Les préoccupations de la population

Une enquête publiée par l’organe de presse du PCC examine les principales préoccupations de la population chinoise. Elles concernent le chômage, l’inflation, la santé, l’accès aux soins, les revenus, l’alimentation (quart du budget des ménages, le porc a augmenté de 40%) et la sécurité sociale. Viennent ensuite le respect du droit du travail, la corruption, le coût de l’éducation et la justice. On remarque que ces préoccupations ne coïncident pas toujours avec les priorités énoncées au niveau officiel. L’exemple des Jeux olympiques, qui tout en stimulant la fierté nationale ont permis de prendre conscience de certaines difficultés, l’illustre bien.

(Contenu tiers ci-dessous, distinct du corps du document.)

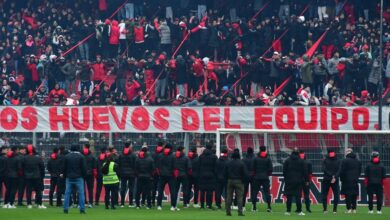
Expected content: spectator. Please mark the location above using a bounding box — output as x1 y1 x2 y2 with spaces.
60 145 87 214
0 0 390 105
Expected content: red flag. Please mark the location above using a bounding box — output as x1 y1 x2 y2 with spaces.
274 30 328 96
306 30 328 58
272 38 282 53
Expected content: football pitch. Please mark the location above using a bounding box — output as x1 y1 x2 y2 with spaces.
0 204 390 220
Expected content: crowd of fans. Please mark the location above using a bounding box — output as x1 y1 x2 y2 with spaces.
0 0 390 106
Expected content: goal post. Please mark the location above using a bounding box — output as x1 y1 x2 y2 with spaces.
216 128 390 173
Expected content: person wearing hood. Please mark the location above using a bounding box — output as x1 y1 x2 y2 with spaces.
338 148 362 214
215 148 229 209
242 147 255 211
252 146 273 212
102 153 119 210
82 144 98 208
364 151 386 215
152 141 164 206
118 143 137 208
198 143 218 209
157 144 179 211
224 148 248 216
3 147 22 209
95 147 107 206
186 147 200 208
173 147 192 208
47 148 61 207
23 144 46 209
321 149 340 213
299 150 313 213
109 20 120 58
135 147 155 209
283 149 308 215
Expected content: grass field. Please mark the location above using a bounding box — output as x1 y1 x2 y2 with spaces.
0 205 390 220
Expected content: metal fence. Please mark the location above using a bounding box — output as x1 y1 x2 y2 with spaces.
217 131 390 174
0 132 390 173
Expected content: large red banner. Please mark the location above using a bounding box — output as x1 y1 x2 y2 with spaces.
0 106 390 133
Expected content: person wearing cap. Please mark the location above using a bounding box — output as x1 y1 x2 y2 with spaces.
224 148 248 216
215 148 229 209
23 144 46 209
242 147 255 211
153 54 168 98
81 143 97 208
321 149 340 213
3 147 22 209
56 145 69 207
134 147 155 209
118 142 137 207
60 145 87 214
0 146 8 206
47 147 61 207
252 146 273 212
16 146 27 206
173 146 192 208
95 147 107 206
364 151 386 215
152 141 164 206
198 143 218 209
102 153 119 210
283 149 308 215
186 147 200 208
337 148 362 214
157 144 179 211
299 150 313 213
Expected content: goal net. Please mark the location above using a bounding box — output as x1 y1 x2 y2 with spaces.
216 129 390 173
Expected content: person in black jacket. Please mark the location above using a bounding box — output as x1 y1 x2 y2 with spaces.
95 147 107 206
152 142 164 206
23 144 46 209
224 149 248 216
82 144 97 208
173 147 192 208
47 148 61 207
0 146 8 206
118 143 137 207
215 148 229 209
135 147 155 209
321 149 340 213
198 143 218 209
4 147 22 209
364 151 386 214
252 146 273 212
242 147 255 211
57 145 69 207
338 148 362 213
157 144 179 211
283 149 308 215
60 145 87 214
186 147 200 208
17 146 26 206
299 150 313 213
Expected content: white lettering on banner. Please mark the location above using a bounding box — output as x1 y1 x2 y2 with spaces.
0 106 390 133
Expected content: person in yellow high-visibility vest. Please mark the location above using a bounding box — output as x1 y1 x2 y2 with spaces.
102 154 119 209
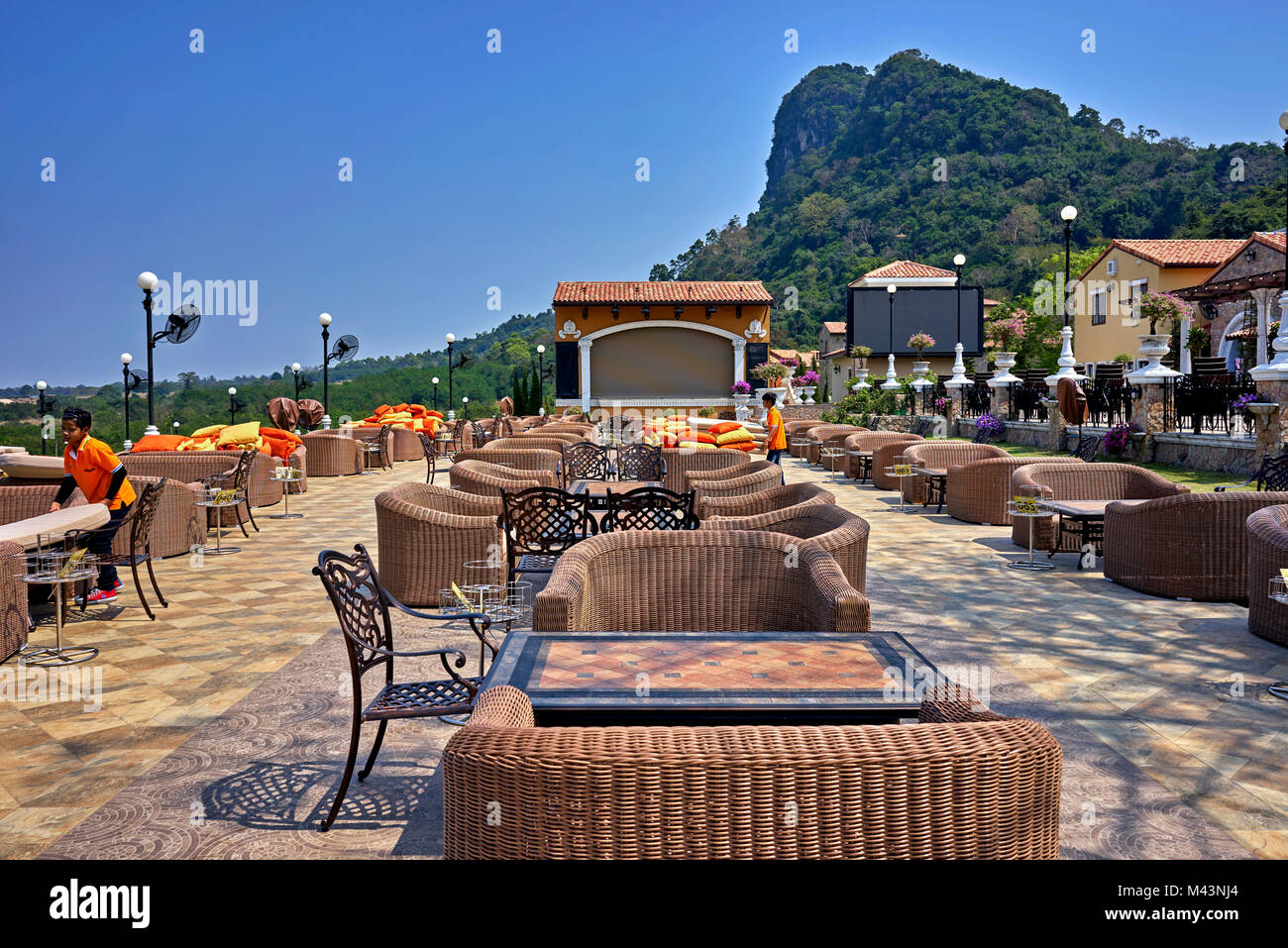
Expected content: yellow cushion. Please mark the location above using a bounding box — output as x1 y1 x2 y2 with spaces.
716 428 755 445
218 421 259 447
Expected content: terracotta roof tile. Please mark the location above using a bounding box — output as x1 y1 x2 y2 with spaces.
554 279 774 305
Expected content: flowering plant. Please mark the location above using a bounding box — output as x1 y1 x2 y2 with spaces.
909 332 935 360
1105 424 1140 455
975 412 1006 438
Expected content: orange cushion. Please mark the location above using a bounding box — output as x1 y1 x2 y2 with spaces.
134 434 188 451
707 421 742 437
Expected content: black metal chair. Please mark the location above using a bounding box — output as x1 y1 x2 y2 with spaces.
416 432 438 484
360 425 394 474
617 445 666 480
1073 434 1100 464
599 487 698 533
559 441 617 488
67 477 168 621
1212 455 1288 492
313 544 497 832
497 487 599 582
200 451 259 537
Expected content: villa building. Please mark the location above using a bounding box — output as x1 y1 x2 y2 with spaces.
554 279 774 413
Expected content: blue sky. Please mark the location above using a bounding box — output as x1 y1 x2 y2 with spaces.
0 1 1288 385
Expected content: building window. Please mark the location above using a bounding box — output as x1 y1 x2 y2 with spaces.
1091 290 1105 326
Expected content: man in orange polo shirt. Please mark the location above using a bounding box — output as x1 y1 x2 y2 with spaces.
760 391 787 484
49 408 134 603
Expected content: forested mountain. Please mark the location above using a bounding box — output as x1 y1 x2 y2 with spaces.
651 51 1284 348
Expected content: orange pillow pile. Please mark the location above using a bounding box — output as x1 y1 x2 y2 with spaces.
355 402 443 437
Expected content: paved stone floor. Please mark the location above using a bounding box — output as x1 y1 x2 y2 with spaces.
0 459 1288 858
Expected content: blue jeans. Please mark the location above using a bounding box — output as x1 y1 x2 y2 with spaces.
765 448 787 484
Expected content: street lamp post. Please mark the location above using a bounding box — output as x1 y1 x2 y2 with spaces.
36 378 54 455
318 313 331 428
1045 203 1086 387
138 270 160 434
443 332 456 421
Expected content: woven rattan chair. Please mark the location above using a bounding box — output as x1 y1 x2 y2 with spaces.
599 487 698 533
442 686 1063 859
615 445 670 481
416 432 438 484
559 441 615 489
447 461 558 497
376 483 505 605
300 432 364 477
499 487 599 583
872 434 926 490
1104 490 1288 603
702 481 836 523
1245 505 1288 645
67 477 170 621
313 544 497 832
901 441 1008 503
664 448 750 493
702 503 870 592
533 530 871 632
1012 463 1190 553
841 432 919 483
358 425 394 474
948 455 1082 527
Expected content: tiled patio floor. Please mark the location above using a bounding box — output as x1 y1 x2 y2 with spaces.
0 459 1288 858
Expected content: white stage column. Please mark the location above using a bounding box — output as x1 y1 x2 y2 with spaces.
577 339 591 415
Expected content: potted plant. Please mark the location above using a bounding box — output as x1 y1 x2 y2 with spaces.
800 369 818 404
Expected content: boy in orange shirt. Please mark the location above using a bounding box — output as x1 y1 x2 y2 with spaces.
49 408 134 603
760 391 787 484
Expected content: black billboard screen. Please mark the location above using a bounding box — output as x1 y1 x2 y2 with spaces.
849 286 984 356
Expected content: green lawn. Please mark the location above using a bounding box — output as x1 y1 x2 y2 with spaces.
952 438 1252 492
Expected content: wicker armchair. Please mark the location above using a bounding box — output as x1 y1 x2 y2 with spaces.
376 483 505 605
662 448 750 493
447 461 558 498
1012 463 1190 553
533 529 871 632
872 434 926 490
841 430 911 480
455 445 559 483
1246 505 1288 645
703 481 836 522
702 503 870 592
783 419 825 458
902 441 1008 503
443 686 1063 859
300 432 364 477
947 458 1083 527
1104 490 1288 603
803 425 867 471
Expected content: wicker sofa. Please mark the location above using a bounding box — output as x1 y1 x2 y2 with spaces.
702 503 870 592
841 432 924 480
300 430 364 477
872 434 926 490
376 483 505 605
662 448 751 493
533 529 871 632
947 452 1085 527
1012 463 1190 553
443 686 1063 859
1104 490 1288 603
1246 505 1288 645
703 480 836 520
899 441 1008 503
447 461 559 497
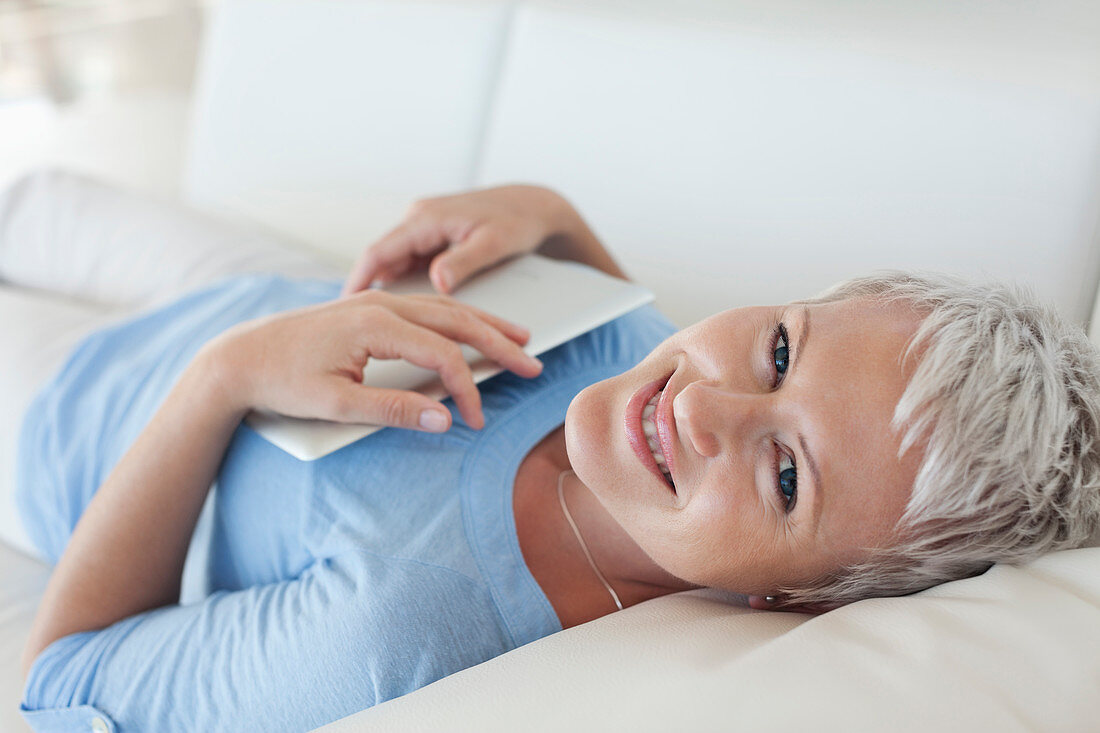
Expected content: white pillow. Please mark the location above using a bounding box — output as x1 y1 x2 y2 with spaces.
319 548 1100 733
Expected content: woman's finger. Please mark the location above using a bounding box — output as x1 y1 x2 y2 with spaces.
405 295 531 346
328 378 451 433
428 227 512 295
340 221 447 297
365 307 485 429
371 296 542 376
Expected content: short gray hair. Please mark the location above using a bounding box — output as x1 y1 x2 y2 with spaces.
777 271 1100 608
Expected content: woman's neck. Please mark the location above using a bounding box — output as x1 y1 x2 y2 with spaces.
513 426 695 628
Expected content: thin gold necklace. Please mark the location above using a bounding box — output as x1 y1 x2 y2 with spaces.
558 469 623 611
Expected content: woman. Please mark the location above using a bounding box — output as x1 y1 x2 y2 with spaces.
8 169 1100 730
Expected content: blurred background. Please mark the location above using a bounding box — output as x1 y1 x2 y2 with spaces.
0 0 215 196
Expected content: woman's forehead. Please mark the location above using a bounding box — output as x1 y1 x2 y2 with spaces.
795 298 921 549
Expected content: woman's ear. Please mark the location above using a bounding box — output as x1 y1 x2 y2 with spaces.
749 595 847 615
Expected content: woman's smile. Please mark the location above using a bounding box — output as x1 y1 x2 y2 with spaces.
623 376 675 495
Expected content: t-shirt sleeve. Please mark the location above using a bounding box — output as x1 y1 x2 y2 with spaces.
21 556 440 732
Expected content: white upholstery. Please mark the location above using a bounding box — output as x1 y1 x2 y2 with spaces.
184 0 508 256
476 1 1100 325
320 549 1100 733
0 0 1100 733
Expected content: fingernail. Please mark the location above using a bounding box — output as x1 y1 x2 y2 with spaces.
420 409 447 433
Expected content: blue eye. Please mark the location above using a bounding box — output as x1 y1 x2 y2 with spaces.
771 324 789 384
776 447 799 513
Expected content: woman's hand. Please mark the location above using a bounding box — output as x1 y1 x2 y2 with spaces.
342 185 624 296
202 291 542 433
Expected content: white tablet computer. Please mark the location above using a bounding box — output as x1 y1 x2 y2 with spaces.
245 254 653 461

La réponse apportée par le gouvernement consiste à prendre en considération ces doléances tout en maintenant le cap de la stabilité, à réformer doucement le fonctionnement de l’Etat. Concrètement, ont été adoptés un plan gouvernemental pour la santé ainsi qu’un plan de remédicalisation des campagnes (héritage maoïste important). Le gouvernement a également annoncé sa volonté de ramener l’inflation à un taux maximum de 4,8%, en contrôlant les investissements (dans l’immobilier notamment) et en limitant les prix de l’énergie.

 

Un effort de rationalisation

Au cours des derniers mois, on a beaucoup parlé en Chine d’un effort de rationalisation de l’Etat, avec pour mesure phare la création de super ministères supposés alléger le fonctionnement administratif. Mais le pouvoir s’est heurté à l’immobilisme et à la volonté des hommes ou des structures de conserver leur grade ou leur autonomie. A titre d’exemple, il existe toujours un ministère des Chemins de fer qui n’a pas été intégré au Ministère des Transports. Il a également été créé une Commission nationale de l’Energie, qui n’est pas le pourtant très attendu ministère de l’Energie sous la coupe duquel les grandes compagnies énergétiques chinoises ont refusé d’être placées, préférant garder leur propre pouvoir. Face à la difficulté de supprimer des postes, des agences ou autres commissions, on est finalement passé de 28 à 27 ministères. Par ailleurs, aucune structure spécifiquement dédiée au traitement des questions financières n’a été créée. On peut également noter la création, en vue des Jeux Olympiques notamment, d’un ministère de la Protection de l’environnement, dont les moyens d’agir réels sont encore toutefois inconnus.

 

En conclusion, Valérie Niquet a souhaité souligner les fortes capacités d’analyse, de diagnostic dont disposent les dirigeants chinois, conscients qu’ils doivent faire évoluer le système, l’adapter à l’ouverture et au monde extérieur. La situation actuelle est peut-être le reflet de ce que sont les limites de la politique d’adaptation sans réformes profondes, et montre surtout les difficultés qu’a en réalité le pouvoir chinois à agir. Au sommet de ces difficultés se trouve le poids des institutions et le déficit d’autorité du pouvoir central sur celles-ci.

 

Suite à cette présentation, un débat s’est engagé dans la salle. Les questions posées ont principalement porté sur l’énergie, les investissements étrangers, l’autonomie des régions, la croissance, le Tibet, l’armée, les évolutions politiques et sociales internes, la question de la peine capitale et les scénarios d’évolution envisageables pour l’après Jeux Olympiques.